AI Safety

SWE-Bench Pro is even worse

OpenAI's recommended coding benchmark fails basic audits with broken tests and inflated requirements.

Deep Dive

A new audit by Jonathan Gabor reveals that SWE-Bench Pro, the coding benchmark recently recommended by OpenAI to replace SWE-Bench Verified, contains severe methodological flaws that make it unreliable for evaluating AI coding assistants. The audit examined 100 random problems and found widespread issues including test leniency where core functionality isn't verified, test cases that require incorrect implementations, and requirements inflation where specifications include untested implementation details. OpenAI had justified switching benchmarks by noting SWE-Bench Verified had broken tasks, but this analysis shows the replacement is fundamentally compromised.

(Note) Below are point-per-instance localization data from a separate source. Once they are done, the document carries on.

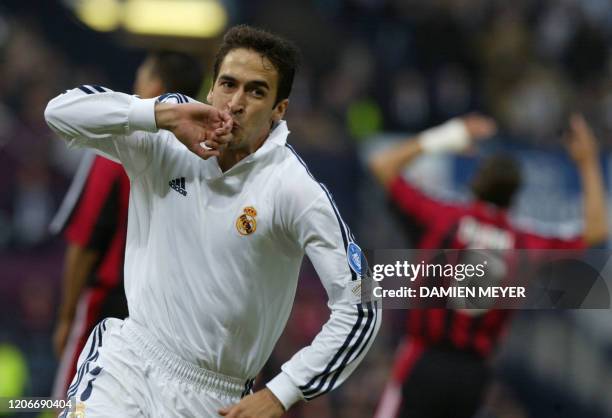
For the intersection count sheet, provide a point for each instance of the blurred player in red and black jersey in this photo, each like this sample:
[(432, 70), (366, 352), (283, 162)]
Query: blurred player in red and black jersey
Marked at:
[(93, 220), (441, 369)]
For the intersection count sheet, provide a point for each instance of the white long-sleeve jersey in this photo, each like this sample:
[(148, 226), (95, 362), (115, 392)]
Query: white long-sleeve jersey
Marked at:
[(212, 258)]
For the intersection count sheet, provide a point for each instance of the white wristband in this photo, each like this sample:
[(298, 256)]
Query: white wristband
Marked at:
[(451, 136)]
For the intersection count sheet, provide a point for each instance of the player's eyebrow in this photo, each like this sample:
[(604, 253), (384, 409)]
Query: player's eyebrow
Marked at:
[(252, 83), (259, 83)]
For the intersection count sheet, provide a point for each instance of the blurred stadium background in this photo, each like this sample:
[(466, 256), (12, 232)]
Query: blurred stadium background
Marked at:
[(373, 71)]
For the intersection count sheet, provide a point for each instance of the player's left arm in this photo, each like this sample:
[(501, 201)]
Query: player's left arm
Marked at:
[(582, 148), (317, 227)]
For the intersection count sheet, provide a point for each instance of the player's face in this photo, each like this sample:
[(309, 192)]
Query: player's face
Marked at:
[(246, 86), (147, 85)]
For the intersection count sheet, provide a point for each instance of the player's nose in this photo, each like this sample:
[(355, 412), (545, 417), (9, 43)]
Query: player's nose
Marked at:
[(236, 103)]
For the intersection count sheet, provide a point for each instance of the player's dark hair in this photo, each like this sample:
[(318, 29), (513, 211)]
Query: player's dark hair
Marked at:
[(282, 53), (179, 72), (497, 180)]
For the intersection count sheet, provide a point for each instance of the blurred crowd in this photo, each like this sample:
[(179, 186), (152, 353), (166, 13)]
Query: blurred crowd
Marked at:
[(369, 67)]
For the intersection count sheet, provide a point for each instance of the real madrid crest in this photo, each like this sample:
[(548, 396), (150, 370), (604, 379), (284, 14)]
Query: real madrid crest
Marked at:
[(246, 223)]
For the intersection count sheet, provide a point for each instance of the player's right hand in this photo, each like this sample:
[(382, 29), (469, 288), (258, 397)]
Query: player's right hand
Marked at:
[(203, 129), (580, 142), (60, 336), (479, 127)]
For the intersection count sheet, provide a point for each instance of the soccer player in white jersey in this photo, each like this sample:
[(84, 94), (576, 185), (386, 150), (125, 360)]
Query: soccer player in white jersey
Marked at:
[(222, 211)]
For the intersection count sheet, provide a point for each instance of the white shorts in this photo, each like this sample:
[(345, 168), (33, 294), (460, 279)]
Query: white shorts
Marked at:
[(124, 372)]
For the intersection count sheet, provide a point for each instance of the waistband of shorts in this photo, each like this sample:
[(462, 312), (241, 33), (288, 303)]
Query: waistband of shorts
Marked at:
[(181, 369)]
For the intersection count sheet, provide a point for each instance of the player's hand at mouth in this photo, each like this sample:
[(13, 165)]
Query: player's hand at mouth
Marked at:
[(203, 129), (261, 404)]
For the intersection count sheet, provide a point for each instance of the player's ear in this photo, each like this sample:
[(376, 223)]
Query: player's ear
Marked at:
[(279, 110)]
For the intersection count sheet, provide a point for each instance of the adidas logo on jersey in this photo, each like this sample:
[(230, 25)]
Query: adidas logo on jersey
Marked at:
[(179, 185)]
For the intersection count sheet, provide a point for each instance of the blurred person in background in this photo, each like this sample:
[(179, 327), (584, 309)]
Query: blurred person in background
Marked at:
[(93, 220), (214, 246), (442, 369)]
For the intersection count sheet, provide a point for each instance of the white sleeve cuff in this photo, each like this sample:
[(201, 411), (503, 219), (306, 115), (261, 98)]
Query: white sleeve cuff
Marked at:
[(141, 116), (451, 136), (285, 390)]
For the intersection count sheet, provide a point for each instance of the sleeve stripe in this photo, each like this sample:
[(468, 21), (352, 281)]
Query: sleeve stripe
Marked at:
[(313, 393), (339, 353), (347, 236), (308, 390), (180, 98), (85, 89), (98, 89)]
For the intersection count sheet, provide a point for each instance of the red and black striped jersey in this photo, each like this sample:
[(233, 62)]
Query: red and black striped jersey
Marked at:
[(94, 216), (461, 226)]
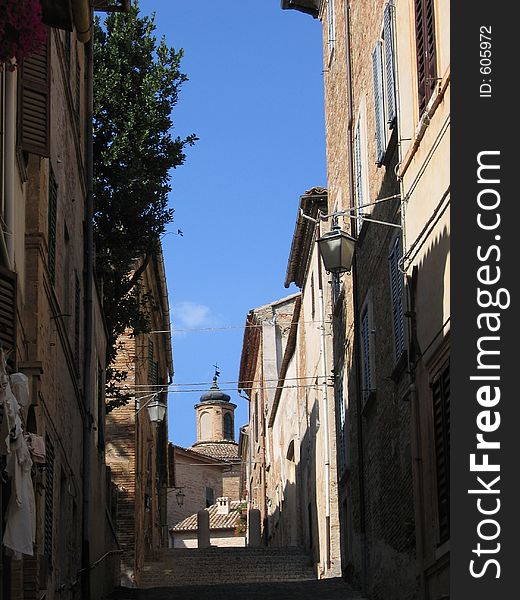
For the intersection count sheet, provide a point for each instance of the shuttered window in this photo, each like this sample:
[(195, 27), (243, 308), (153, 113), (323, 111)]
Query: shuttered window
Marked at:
[(388, 39), (51, 224), (78, 84), (7, 308), (77, 314), (100, 408), (396, 292), (341, 407), (34, 124), (366, 350), (384, 85), (441, 430), (331, 25), (358, 165), (49, 499), (153, 365), (379, 102), (426, 51)]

The most critical findings include Claude's analysis of the flipt-cd2f3b0 problem where tests expected the wrong boolean output, meaning an AI implementing the correct logic would fail. Another issue in NodeBB-a91721 showed tests didn't verify the core requirement of registration without email. Gabor suggests these problems stem from SWE-Bench Pro automatically scraping GitHub commits that modify test cases without verifying their correctness or completeness. This creates a benchmark where passing often requires implementing bugs or ignoring untested requirements, making it useless for measuring true coding capability just as major AI companies are racing to improve their programming agents.

Key Points
  • Audit of 100 SWE-Bench Pro problems found 3 major flaw categories: test leniency, incorrect tests, and requirements inflation
  • In flipt-cd2f3b0, tests required incorrect implementation of IsNotOneOf operator - correct AI solutions would fail
  • OpenAI recently recommended SWE-Bench Pro to replace SWE-Bench Verified, despite these fundamental reliability issues

Why It Matters

Flawed benchmarks mislead AI development and investment, potentially slowing progress in creating reliable coding assistants.